Peki Fatih Terim Lucescu'nun bildiğini bilmiyor mu? Tabiki biliyor ancak Fatih Terim, Lucescu kadar şanslı değil çünkü elinde ciddi anlamda ŞL tecrübesine sahip Hamit ve Eboue'den başka oyuncusu yok(Cris'in sezon başı planları arasında yer almamasından dolayı iki ismin yanına eklemedim). Herşeye rağmen Fatih Terim'in 2012 model Galatasaray'ı o dönemden bu yana o seviyelere çıkabilecek en uygun kadro. Oyuncular beraberliğinde iyi skor olduğunu öğrenmesiyle birlikte Avrupa standartında bir Galatasaray izleyebiliriz. Burada tek sorun ise bu anlayışın zihinlere kazınmasına kadar sancılı bir süreç yaşanacağı. 

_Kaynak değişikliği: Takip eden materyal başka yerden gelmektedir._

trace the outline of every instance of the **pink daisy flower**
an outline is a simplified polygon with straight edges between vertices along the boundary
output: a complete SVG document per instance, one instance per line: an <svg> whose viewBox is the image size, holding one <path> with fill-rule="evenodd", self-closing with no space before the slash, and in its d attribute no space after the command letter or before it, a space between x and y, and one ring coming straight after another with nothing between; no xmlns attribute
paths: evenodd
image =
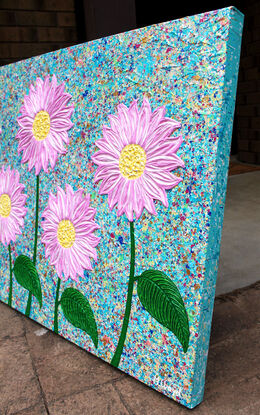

Bu tecrübesizliğe rağmen Galatasaray, Cluj maçlarından alınacak puanlarla tekrar grupta iddialı bir konuma gelebilir. Hatta 6. maçlar onunda gruptan çıkıp yoluna devam da edebilir. Tecrübenin başarıyla kazanılması tabiki muhteşem olur ancak gruplarda başarısız olunduğunda takımdan ümitlerin kesilmemesi gerekir. Çünkü kimsenin unutamadığı 2000 kadrosunun da kupaya uzanmak için gereken tecrübeyi kazanmak için ŞL'den 3 sezon arka arkaya elenmesi gerekmişti.